Key Documents You Need to Secure a Business Expansion Loan


By Mark Metzler posted 02-08-2021 05:42 PM


When business is good, it is really good and expansion might be just beyond the horizon. More often than not, though, you do not have quite enough money to afford an expansion when the time is right. 

There is more business coming in than you can handle, but there is also an expiry date on delivery. If you decline the business, they will go somewhere else, but if you take it on and cannot deliver, your reputation goes down the drain. 

The only thing that you can do is to secure a business expansion loan. Here is an explanation of the key documents that you need to secure that loan. 

An Equifax detailed credit report

Getting detailed credit reports is where you need to start. Anyone willing to give you a loan will want to know that you can repay the loan without much strain. Equifax business credit reports are extremely detailed and will give you the needed proof that your business is on solid ground. 

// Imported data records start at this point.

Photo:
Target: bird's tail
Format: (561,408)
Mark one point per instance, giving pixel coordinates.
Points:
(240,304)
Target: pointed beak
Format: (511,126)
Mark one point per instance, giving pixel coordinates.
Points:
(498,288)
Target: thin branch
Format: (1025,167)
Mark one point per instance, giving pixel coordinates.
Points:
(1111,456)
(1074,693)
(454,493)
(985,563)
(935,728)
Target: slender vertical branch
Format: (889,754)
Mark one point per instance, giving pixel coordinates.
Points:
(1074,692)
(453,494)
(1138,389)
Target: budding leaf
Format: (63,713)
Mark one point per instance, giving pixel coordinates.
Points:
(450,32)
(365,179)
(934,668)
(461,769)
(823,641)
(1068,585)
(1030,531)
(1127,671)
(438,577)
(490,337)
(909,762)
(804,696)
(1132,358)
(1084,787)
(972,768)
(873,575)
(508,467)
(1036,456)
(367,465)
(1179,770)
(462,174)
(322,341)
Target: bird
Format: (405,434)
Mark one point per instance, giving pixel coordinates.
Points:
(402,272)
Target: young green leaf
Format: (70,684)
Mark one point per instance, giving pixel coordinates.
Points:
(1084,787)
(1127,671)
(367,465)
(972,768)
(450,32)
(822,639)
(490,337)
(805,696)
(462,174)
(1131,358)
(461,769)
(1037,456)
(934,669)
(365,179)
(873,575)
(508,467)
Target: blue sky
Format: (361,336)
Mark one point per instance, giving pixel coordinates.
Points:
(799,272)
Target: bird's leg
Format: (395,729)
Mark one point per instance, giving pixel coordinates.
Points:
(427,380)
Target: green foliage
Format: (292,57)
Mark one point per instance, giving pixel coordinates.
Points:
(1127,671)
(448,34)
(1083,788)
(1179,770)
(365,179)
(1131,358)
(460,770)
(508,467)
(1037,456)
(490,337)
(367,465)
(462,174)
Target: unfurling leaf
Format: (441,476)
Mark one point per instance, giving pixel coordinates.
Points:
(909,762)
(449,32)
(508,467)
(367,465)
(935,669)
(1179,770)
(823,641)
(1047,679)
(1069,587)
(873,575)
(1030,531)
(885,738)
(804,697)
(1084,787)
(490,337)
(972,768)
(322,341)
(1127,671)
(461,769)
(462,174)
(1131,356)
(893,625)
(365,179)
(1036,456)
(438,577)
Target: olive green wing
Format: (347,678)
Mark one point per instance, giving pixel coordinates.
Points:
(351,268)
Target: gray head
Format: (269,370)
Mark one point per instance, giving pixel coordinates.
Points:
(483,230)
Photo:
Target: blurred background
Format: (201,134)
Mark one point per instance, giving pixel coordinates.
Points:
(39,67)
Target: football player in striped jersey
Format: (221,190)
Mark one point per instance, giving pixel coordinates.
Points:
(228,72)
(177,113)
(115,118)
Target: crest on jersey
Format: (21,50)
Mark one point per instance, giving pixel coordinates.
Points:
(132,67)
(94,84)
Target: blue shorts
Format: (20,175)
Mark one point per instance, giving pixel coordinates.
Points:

Everything from your business identity, risk dashboard, business description, payment, and legal filings summary is included. If there is a blemish on your record, these reports will quickly show it. 

On the other hand, it will also do miracles in pointing to the stability and projections of your company and reassure the bank that your company is good for the money. 

Proof of Collateral

In uncertain times, credit providers want to protect their investments and the only way that they can guarantee that protection is through collateral. You need to let them know that you are good for the money and that you are willing to put some of your assets on the line. IT shows that you have confidence in your plans and the future of your business.  

Details of other loans

When it comes to loans, the one thing that really makes a difference is honesty. To secure a loan, you need to be upfront about your other loans. 

The banks and credit providers will then take these amounts into consideration and evaluate the risk. Having more than one loan is not bad, seeing that banks can monitor your reports and see how diligent you are in paying your loans. 

Business documents

As with any major loan, the bank or whoever your credit provider is will want to know that you are who you say you are. This will require you to include your personal identification documents as well as those of the business. Your business licenses and permits, as well as proof of your business registration, are among the most important. Your tax returns and bank statements will be included in your credit reports, but having hard copies of these documents at hand is never a waste. Rather go prepared and show your credit provider that you mean business than now being able to produce the goods. 

Business plan

Lastly, your credit provider will want to see that your business is heading in the right direction. A detailed business expansion plan is essential. Financial reports and summaries are great in providing the numbers and projections, but these projections do not mean much if they cannot be linked with an expansion plan. 

This is your Hail Mary that proves that you have a vision and that you need to strike while the iron is hot. It might be the final vote of confidence that your credit provider needs to approve your loan.